For over 60 years, educators graded Advanced Placement English exam essays according to holistic guidelines, with open-ended rubrics that enabled them to use their knowledge and discretion to measure the success of students' choices as writers. Starting next spring, however, the College Board will move from a nine-point holistic rubric to a new six-point analytic rubric that functions as a checklist. Gone from the course bulletins are long-standing warnings against teaching to the tests, and indeed these rubrics will encourage and reward simplistic, formulaic thinking.
Now, students may be able to receive college credit and place out of introductory writing courses without understanding that writing has anything to do with intentionality, thoughtfulness or clear thinking. More than ever, the essays will not measure a meaningful grasp of the writing process, but a basic ability to conform and regurgitate. Importantly, the new rubrics also restrict graders from making qualitative judgments that require knowledge and trust.
While the AP brand signals reliability and continuity, this change is just the latest sign that the program has dramatically departed from its roots over the past decade, weakening the quality of education and threatening to turn the AP into a shell of its former self.
These recent curricular changes represent a sharp break from the AP program's conceptual foundation. In 1948, as the Cold War developed, Harvard President James Conant called for sweeping educational reforms. In "Education in a Divided World," he warned against thinking of people in terms of "economic symbols," as he claimed Soviets did.
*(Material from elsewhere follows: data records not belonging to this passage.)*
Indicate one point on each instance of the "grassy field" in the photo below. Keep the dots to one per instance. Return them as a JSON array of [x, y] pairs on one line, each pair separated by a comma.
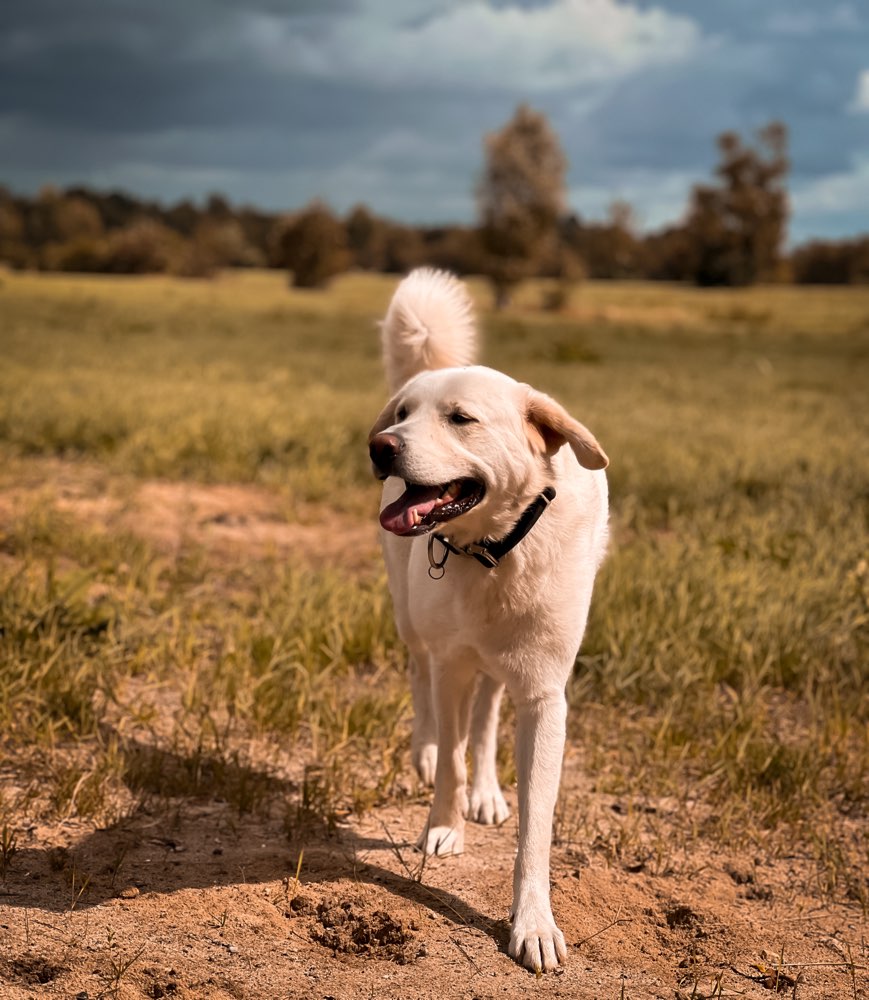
[[726, 663]]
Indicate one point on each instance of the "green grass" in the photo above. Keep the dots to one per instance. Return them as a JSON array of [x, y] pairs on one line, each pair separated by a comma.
[[726, 655]]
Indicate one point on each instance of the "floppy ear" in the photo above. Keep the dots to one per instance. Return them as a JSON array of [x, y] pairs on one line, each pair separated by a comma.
[[386, 418], [551, 426]]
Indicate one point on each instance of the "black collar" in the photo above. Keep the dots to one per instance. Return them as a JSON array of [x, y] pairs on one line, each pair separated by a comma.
[[490, 554]]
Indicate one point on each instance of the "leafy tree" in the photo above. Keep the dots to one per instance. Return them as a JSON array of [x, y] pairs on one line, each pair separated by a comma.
[[312, 245], [737, 227], [521, 198]]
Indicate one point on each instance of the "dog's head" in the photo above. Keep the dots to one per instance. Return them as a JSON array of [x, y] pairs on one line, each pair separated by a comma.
[[470, 444]]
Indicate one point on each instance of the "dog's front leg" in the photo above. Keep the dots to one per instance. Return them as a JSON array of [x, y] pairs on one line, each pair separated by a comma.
[[445, 830], [486, 803], [540, 731], [423, 741]]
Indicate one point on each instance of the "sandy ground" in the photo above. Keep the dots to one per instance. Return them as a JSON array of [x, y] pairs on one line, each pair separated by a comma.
[[199, 902]]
Instead, he argued, Americans "must analyze our problems ... in terms of human motives, of social ideals, and the relation of these ideals to a well-formed picture of the future of the nation." In line with Cold War liberal ideals, Conant advocated for an educational system that fostered the kinds of social relationships that, to his mind, marked healthy democracy. "The relation between the structure of our society and our educational system is reciprocal, of course," he wrote. Conant's book inspired educators to develop programs designed to train gifted students to contribute to public welfare.
In line with Conant's concern for preserving democracy in the face of communism, early proponents of these new curriculums imagined strong liberal arts programs in secondary schools. One group of educators explained, "One of the glories of our society is the value which we attach to human differences and to the right of each person to grow according to his own bent, to achieve his own kind of excellence." Accordingly, composition assumed a place of pride in the curriculum. The bulletin announcing the first slate of exams in 1954 encouraged teachers "to know and deal with each of his pupils as a thinking individual," and to think of "writing not as a means to an end but as an intrinsically valuable process of mental self-exploration and orientation."
In the first year of the program, which launched in a small number of America's top prep and public schools, the English exams included a variety of writing tasks, each designed to train students to engage with information in different ways. The hope was to simultaneously strengthen and diversify students' skill sets as readers, writers and independent thinkers.
Conant's vision — and the original plans for the Advanced Placement program — embraced teacher autonomy, which necessarily produced unequal outcomes, as no two teachers would see things exactly the same way. But this attitude left the door open to a more pernicious inequality, shaped by bias and bigotry. While Conant's book had included specific plans for ameliorating racial tension, critics like Harlem Renaissance leader Alain Locke had lamented Conant's "concessions to local initiative and control" because widening equality "will involve a snail's pace gradualism."